彼女は、普段の料理がうまくいかないから、僕に料理を食べさせる約束をした。だからこそ、この質問はとても大切なこと。だと僕は思う。


「んー、どうでしょうか。頑張ってみたんですけど。」と彼女は答えた。


目の前にある料理は、匂いも見た目も、ごくごく普通の家庭料理で、おいしそうではある。

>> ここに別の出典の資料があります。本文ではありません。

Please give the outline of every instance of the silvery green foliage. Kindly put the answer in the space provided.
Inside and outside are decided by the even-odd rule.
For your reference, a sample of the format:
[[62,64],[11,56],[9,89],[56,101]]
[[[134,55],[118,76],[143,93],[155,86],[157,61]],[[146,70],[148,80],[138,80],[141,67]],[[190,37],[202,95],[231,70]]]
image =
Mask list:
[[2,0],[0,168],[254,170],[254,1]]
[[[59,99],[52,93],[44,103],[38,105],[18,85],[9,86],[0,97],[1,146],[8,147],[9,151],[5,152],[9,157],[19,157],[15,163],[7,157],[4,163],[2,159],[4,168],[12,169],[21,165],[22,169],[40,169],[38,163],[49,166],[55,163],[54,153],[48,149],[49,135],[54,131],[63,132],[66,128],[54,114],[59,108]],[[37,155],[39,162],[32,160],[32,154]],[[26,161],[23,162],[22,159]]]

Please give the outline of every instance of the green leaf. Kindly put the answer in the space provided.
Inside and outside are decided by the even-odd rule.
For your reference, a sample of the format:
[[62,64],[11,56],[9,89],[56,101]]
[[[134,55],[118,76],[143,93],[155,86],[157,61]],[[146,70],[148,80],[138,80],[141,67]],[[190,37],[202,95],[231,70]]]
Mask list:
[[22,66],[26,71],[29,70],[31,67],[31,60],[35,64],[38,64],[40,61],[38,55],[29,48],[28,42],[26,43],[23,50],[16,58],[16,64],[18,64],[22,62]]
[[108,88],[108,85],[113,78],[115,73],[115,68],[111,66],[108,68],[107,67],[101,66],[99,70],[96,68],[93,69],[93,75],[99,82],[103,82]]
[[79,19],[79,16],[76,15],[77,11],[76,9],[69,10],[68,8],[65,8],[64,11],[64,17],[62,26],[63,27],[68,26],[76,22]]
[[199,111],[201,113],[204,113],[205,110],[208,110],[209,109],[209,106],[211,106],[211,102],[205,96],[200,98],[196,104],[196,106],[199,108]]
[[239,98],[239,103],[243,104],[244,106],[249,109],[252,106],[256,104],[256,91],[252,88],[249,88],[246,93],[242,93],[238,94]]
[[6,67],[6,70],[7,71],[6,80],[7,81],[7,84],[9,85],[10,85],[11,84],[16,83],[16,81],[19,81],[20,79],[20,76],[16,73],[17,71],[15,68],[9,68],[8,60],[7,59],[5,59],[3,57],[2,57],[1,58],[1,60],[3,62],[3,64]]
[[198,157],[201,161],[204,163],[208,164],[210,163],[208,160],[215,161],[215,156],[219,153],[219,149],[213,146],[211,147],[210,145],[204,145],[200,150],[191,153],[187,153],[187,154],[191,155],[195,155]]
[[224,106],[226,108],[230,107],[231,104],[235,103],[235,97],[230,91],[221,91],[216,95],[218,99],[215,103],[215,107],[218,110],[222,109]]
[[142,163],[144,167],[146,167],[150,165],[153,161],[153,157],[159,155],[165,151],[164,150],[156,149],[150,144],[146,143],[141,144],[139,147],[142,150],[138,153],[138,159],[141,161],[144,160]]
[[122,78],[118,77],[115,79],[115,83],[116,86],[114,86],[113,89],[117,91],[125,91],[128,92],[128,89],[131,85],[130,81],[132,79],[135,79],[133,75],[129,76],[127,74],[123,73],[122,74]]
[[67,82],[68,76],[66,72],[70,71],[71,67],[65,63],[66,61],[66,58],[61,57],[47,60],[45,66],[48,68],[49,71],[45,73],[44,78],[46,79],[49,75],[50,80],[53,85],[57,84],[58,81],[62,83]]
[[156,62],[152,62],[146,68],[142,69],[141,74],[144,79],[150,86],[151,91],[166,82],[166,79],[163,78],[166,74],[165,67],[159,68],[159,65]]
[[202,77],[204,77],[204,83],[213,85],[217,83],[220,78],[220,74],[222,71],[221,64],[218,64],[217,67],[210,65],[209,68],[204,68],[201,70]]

だから、僕は「そうなんだ。だけど、おいしそうだよ。」と褒める。

彼女が微笑む。

「食べてみてください!」手のひらを差し出し、召し上がれのサイン。


「では、いただきます。」お箸を親指と人差し指の間に挟め、軽くお辞儀をする。

もぐもぐもぐ。んー。

こっちはどうかな。もぐもぐもぐ。

お味噌汁。ずずずず、ふー。


「うん、普通。」

「ふ、普通?」彼女は少ししょげた顔をする。

「うん、普通においしい。」

「本当ですか!」両手をパチンを合わせ、驚きと笑顔の交った表情になる彼女。

「うん。うまくいったってことじゃないかな。料亭の味!とか、お金取れるよ!なんて言わないけど、家庭の優しい味で、いつでも食べたい味で、また食べたいなぁ。と思う味。」


彼女は安堵の表情をする。

「少し私も食べていいですか?味見はしたんですけど、ね。」

「うん、食べてみて。」


もぐもぐもぐ。

だんだんと彼女の表情が曇っていく。

「どうしたの?」

「いつもの感じだ。」とボソッと彼女は呟いた。

「ん?どうかした?」

「うまくいってないみたいです。」彼女は答える。

「ん?」

「あ、いえ、もっとこう、おいしい!ってなりたいんですよ。それができなくて。今回もダメでした。」

「僕はおいしいと思うけど。」

「もっともっとおいしいってなりたいんです!」少しずつ口調が強まっていく。

「どうしたら、うまくなれるんですか!先輩!!もっともっとうまくなりたいんです!!!」声が大きくなっていく。

僕は彼女を落ち着かせようと肩に手を乗せ、

「ちょっ、ちょっと待ってくれないかな、僕の話を聞いてもらえる?」

彼女はうなだれながら、こくんと頷いた。

「うまくなりたい。と言ったけど、僕にはこの料理たち、すごくおいしいんだ。さっきも言ったけど、安心する味なんだよね。だけど君は、もっともっとって思っている。きっとそれって、どんなものを作っても満足しないんじゃないかな?それって、単なる独りよがりなんじゃないのかな?」

鼻をすする音がする。

「うまくなろう。と思って料理を作ったとは思う。そこにさ、僕においしく食べてもらおう。って気持ちはあったのかな?今の話聞いてるとさ、おいしさの事ばかり言ってるよね。君が目指すおいしいって何?僕はさ、ずっと君が料理を作っている間、僕のこと考えてるって思ってた。変かもしれないけど。料理を作る時ってさ、自分だけだと、なんでもいっか。になるけど、食べてくれる相手がいるときって、その人のこと考えるよね?もしかして、考えてなかったのかな?もし考えていなかったとするなら、僕はショックだし、この料理を、おいしいとは感じない。まずいとも感じないけど。」

僕はうつむき、目をぱちぱちさせ、次に言葉を言おうかどうしようか、迷った。

次の言葉を言ってしまったら。たぶん、いろいろと収拾がつかなくなる気がしたから。

でも、目をつぶると彼女の優しい笑顔が浮かぶ。

目を開いた時、僕は意を決していた。


「僕はね、君のこと、好きなんだ。」


彼女がハッとする。顔をあげ、目と目を合わせる。